Quando
seppi della morte di Michael Crichton ne rimasi molto colpita e amareggiata. E’ sempre un dispiacere la scomparsa di un
uomo di sessantasei anni, soprattutto dopo la sofferenza di un cancro, anche se
la persona in questione non è un nostro amico e neppure un conoscente. Ma nel
suo caso sentivo un legame, non giustificato da conoscenza diretta, eppure
forte.
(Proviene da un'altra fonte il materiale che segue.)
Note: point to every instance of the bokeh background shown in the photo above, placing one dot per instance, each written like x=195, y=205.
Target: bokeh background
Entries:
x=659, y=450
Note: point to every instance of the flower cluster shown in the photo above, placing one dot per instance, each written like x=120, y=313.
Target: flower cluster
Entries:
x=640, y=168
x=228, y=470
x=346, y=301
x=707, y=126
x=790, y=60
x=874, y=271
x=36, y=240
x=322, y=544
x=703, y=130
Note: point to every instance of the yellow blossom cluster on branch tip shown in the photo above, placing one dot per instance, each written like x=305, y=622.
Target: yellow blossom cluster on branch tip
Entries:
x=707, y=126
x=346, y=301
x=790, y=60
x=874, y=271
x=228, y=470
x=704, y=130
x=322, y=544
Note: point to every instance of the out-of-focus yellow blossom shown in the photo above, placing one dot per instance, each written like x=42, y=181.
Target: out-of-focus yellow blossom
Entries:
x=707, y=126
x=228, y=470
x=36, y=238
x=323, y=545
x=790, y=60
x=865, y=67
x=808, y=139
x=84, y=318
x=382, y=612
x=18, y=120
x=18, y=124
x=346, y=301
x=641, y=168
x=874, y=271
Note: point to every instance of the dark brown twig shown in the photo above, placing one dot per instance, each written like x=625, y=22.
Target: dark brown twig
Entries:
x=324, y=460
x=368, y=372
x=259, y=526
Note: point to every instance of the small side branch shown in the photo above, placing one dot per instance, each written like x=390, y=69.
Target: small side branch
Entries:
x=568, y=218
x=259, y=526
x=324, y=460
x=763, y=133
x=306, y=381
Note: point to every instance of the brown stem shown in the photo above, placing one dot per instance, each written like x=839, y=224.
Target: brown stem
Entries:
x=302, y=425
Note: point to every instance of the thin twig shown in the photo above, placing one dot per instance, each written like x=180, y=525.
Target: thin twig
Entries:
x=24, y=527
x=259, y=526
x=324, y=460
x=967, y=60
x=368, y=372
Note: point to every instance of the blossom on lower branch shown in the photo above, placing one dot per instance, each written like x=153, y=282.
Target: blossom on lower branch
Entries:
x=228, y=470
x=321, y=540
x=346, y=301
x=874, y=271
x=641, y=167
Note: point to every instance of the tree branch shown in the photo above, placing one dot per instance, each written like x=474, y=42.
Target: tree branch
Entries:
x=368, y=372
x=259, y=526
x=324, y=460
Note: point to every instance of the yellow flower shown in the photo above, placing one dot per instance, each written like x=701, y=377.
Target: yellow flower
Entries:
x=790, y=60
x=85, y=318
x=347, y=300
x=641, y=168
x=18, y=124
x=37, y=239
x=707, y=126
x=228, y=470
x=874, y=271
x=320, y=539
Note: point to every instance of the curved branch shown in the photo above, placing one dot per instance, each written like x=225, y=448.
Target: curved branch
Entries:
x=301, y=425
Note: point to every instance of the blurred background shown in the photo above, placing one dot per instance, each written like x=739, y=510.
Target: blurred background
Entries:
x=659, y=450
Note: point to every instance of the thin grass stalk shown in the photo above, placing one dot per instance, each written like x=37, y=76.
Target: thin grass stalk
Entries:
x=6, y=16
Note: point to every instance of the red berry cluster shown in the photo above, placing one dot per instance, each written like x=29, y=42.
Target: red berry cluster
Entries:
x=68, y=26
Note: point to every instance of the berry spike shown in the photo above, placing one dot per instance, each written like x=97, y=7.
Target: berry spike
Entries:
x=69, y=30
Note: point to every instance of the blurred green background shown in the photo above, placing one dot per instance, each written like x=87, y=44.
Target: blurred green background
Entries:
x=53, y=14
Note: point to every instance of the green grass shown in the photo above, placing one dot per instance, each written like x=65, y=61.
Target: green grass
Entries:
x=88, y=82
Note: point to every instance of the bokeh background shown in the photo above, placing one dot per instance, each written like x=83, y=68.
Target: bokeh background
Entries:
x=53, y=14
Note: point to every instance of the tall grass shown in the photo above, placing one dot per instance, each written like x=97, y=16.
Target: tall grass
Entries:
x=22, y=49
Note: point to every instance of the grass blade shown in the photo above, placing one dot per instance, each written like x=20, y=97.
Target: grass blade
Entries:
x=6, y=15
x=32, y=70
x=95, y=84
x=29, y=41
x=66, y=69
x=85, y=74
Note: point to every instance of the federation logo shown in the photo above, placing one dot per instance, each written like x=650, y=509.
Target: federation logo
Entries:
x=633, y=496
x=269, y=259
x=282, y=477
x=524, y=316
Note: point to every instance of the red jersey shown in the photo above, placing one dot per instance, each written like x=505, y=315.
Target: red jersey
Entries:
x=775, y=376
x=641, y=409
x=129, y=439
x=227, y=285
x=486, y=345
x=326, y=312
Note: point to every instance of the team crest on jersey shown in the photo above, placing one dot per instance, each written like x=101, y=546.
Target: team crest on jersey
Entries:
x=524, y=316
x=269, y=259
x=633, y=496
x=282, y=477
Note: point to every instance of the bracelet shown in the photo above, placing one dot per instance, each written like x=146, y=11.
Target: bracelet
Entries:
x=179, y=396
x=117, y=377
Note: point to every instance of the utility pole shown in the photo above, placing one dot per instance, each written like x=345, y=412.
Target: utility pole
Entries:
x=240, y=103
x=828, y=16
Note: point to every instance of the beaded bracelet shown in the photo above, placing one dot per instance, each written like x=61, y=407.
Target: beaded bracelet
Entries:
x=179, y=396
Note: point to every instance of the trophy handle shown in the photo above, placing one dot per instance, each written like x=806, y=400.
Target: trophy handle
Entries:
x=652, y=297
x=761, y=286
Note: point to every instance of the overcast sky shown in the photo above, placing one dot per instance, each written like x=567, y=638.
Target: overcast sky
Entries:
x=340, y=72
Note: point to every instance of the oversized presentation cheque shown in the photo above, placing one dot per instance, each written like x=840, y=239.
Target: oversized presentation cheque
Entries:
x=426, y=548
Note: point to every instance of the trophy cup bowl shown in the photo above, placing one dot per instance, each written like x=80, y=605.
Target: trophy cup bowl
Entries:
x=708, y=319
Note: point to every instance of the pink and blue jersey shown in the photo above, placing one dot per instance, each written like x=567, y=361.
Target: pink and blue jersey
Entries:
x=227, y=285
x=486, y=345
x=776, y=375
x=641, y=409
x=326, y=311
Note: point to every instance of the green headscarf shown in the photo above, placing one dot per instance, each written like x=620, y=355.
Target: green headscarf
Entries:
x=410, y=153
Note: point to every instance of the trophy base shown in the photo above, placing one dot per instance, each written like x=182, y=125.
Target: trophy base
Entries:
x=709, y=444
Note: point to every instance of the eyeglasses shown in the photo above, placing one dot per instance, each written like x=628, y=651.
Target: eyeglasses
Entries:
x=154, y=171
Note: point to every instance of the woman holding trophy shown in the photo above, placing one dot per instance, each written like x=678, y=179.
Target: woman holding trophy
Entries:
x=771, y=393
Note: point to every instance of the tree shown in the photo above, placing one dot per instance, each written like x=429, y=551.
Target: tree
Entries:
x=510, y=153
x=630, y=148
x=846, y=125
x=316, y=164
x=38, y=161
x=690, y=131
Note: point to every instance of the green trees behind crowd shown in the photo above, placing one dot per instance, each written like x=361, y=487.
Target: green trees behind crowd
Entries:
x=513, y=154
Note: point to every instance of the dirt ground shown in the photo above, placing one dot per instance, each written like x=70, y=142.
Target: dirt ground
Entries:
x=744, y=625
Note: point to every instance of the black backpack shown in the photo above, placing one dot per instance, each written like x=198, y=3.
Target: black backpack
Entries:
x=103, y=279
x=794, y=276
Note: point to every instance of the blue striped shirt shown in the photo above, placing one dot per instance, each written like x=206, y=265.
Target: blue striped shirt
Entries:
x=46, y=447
Le sere passate in compagnia dei suoi romanzi, la curiosità che mi
mettevano le sue trame, il desiderio di conoscere che le spiegazioni scientifiche
dei suoi intrecci mi scaturivano, lo avevano trasformato, da semplice, freddo
autore, a compagno di piacevoli conversazioni, non meno coinvolgenti perché
immaginate.
Una
lezione che tutti dobbiamo imparare dalla vita è che nessuno è indispensabile,
certo; ma che qualcuno sia così unico da
lasciare un vuoto alle sue spalle è altrettanto sicuro.

Quando
lo scrittore Richard Preston venne
contattato dall’agente di Crichton per completare il suo romanzo, fu avvinto
dalla trama e, nonostante alcune perplessità, accettò. Ma durante la stesura fu
coinvolto a tal punto da non riuscire egli stesso a definire ora quante delle
pagine, che compongono il libro, siano sue e quante da attribuire al grande
autore che ammirava. E lo stesso avviene adesso al lettore.
-
Le parole da lui scritte – spiega Preston in un’intervista a “USA Today”, -
sono quelle di un uomo geniale, in corsa contro la morte. –
Un
uomo dalla mille idee, che sapeva di dover rinunciare ad un progetto, ma che ha
lasciato appunti a sufficienza perché qualcun altro lo raccogliesse.
Preston
ha affrontato quel compito.

Lo
scienziato affretta invece la partenza, ma al suo arrivo riceverà una brutta
notizia: suo fratello è morto in un incidente. Cominciano le indagini, ma ben
presto i ragazzi si ritrovano nella fabbrica di nano robot, e loro stessi protagonisti
di un rimpicciolimento mostruoso.
Un
“Jurassic Park” al microscopio, che farà rimpiangere agli appassionati il
prossimo libro di questo autore, che non uscirà.